What fine Institution of Higher Learning did you receive your Communications Degree?

Do tell.

Thanks

Slippy!:vs_wave:


----------



## Marica (May 5, 2019)

Slippy said:


> Sammy,
> 
> What fine Institution of Higher Learning did you receive your Communications Degree?
> 
> ...


Dang. I read this whole thread thinking there might have been some sort up update.


----------



## Deebo (Oct 27, 2012)

Marica said:


> Dang. I read this whole thread thinking there might have been some sort up update.


Me too. Damn you sammy


----------



## Grinch2 (Sep 12, 2016)

We had some issues with a few crooked individuals when my uncle Walt was sick with cancer real bad, we'd put sheets of plywood inside and outside of windows with nails through them, paint them black. We boarded that little house up tight, we pushed a boulder into his driveway and dropped some trees into the driveway after we let the utilities lapse. Between my old man, uncle and myself we made that into a very dangerous place, I made a hole in the porch built a cradle and used foot long pieces of cut rebar to make punji sticks. After the first time that welcome mat got soaked in blood we never had an issue. 

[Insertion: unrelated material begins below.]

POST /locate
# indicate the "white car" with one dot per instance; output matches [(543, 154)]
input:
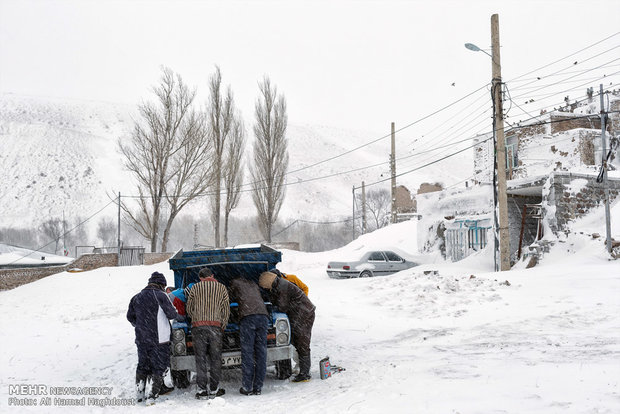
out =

Uncle Walt said " if you don't bleed while you're getting taught a good lesson, you don't remember it ". You can create enemies, or you can create lasting impressions. Your call entirely though, me personally, I'll go home and sleep like a baby having the knowledge I maimed some low life who TRIED to get into a cancer patient's house. Maybe it's just because I'm being more exposed to the world in general and I'm actually getting to see people for who they are, or maybe I'm cynical. But there's too many people willing to rob to financially better themselves rather than actually working for it. I figure anymore if my name is on something, I'll do whatever it takes to protect it, whether it's my wife, my house, my truck even my dogs, if somebody is permanently messed up because of it, doesn't bother me in the least. 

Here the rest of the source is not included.